In the region, Installux Gulf has released three new series – the Espace 70 casement, Comete 70 heavy-duty doors, and the 32 Galaxie sliding series and is set to launch the Univers 70 UCW unitised curtain-walling system.
“The 70 and 32 are based on the 70TH and the 32TH, which incorporate thermal break and enjoy great success in the European market since their launch a few years ago. We have basically taken the TH models and cloned it into a non-thermal break system for the Gulf region,” says Al Saie.
The 70 and 32 series, which use the same accessories and tooling as their 70TH and the 32TH counterparts, have a modern design and feature concealed drainage and can accommodate a glazing thickness of up to 55 mm for the hinged versions and 32 mm for sliding windows and doors. They offer a U-value of 1.4 W/sq m K for the hinged and 1.6 W/sq m K for sliding units.
The series have slim profiles, in line with today’s market trends for greater transparency and hence wider expanses of glass. They can be used to create sliding windows up to 3 m high.
The profiles have a width of 70 mm – wider than any system available on the market for a non-thermal series, according to Al Saie – which allows the integration of concealed door closers, hinges and concealed electromechanical locking systems for casement windows and doors.
The 70 and 32 series were soft launched in the Gulf region in May and the response was “fantastic”, according to Al Saie.
“We have installed our first project – a private villa in Bahrain – which has been a big success and are currently doing a number of projects,” he adds. The official launch of these products will be held early next year, when Installux Gulf also intends to launch its new unitised curtain-walling system.
The Univers 70 UCW has a number of features and can include sun louvres and openings up to 3 m high and 1.5 m wide. The system can incorporate stone and composite sheet cladding within each module and will be available in standard formats, with horizontal lines or as four-sided structural glazing.
Installux Gulf now also has a blast-resistant certified curtain-walling system following a test undertaken in the UK for a project in Kuwait. The system has been certified by an independent UK test laboratory, says Al Saie.

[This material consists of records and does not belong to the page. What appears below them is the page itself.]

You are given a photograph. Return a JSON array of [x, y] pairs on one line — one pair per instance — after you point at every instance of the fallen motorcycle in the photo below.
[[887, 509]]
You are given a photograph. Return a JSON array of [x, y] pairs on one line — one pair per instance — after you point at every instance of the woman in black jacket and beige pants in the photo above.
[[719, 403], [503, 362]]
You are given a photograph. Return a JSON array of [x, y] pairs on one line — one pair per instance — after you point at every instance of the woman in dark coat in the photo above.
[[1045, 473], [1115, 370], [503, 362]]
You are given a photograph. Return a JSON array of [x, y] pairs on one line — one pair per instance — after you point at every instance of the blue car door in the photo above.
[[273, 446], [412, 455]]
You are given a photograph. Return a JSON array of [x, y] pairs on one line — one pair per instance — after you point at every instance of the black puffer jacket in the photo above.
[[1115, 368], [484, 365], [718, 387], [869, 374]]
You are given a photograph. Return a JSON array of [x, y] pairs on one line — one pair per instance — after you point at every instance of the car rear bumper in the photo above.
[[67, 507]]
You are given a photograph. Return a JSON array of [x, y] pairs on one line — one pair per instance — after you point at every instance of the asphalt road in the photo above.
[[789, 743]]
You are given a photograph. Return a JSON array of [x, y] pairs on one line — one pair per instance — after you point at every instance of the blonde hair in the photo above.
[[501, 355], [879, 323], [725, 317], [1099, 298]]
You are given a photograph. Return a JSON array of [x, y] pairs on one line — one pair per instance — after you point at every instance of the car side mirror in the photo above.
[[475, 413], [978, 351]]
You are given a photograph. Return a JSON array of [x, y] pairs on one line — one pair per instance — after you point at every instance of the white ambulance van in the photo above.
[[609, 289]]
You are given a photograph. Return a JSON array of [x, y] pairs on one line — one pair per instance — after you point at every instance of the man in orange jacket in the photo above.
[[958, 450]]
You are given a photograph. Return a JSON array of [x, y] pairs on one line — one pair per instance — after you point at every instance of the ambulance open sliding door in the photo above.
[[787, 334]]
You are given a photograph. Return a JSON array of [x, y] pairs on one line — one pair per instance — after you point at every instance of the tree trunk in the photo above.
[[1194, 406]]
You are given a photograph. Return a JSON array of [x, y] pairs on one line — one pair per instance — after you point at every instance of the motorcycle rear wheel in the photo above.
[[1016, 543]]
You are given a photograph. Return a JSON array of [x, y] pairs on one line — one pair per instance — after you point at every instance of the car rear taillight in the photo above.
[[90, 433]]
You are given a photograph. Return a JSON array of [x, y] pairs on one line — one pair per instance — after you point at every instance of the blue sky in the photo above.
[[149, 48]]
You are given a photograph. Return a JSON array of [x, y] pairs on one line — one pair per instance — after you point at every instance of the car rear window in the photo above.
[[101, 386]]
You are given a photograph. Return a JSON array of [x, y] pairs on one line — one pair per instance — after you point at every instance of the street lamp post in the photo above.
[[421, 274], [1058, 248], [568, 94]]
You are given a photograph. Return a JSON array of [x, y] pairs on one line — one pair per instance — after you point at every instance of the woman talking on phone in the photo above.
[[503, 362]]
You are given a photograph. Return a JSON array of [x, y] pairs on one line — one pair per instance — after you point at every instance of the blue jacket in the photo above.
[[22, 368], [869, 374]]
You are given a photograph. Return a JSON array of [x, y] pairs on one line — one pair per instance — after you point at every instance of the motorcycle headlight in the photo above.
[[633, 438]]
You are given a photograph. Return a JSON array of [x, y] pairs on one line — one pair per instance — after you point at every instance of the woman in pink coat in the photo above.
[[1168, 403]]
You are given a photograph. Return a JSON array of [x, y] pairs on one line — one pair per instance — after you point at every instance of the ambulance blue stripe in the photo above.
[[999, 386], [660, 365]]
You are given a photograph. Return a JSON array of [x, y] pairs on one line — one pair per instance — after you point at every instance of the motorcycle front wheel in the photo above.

Meanwhile, the company – which operates throughout the region out of Bahrain – is expanding its workforce to cover its growing market in the GCC states, which are all showing strong signs of sustained growth, he adds. Installux Gulf has carried out projects in the Gulf, Lebanon, northern Iraq, Iran and the Indian sub-continent.
“We have enjoyed a good relationship with our clients, thanks to our continued commitment to our core values which focus on high-quality services, technical competence and integrity, which has ensured that we are recognised in the market as a dependable partner for the long term,” he says.
He continues: “One thing I feel passionately about is the quality of projects, and it is sad to see end-users suffer as a result of price wars among contractors leading to pressures on subcontractors to make up for low margins. This, in the end, results in projects that have inferior products and quality in most cases; this was not how many projects started in the first place!”
Al Saie believes that the building codes in the region need to be revised as they are inadequate, weak and narrow in their scope and do not encompass energy efficiency and conservation and green technology.
“Developers factor in the short-term costs rather than looking at the long term. The current construction practices in most GCC are not sustainable. We are wasting our natural resources, by using them to generate ever expanding demand for electricity to cool homes, and buildings which are energy inefficient,” he emphasises.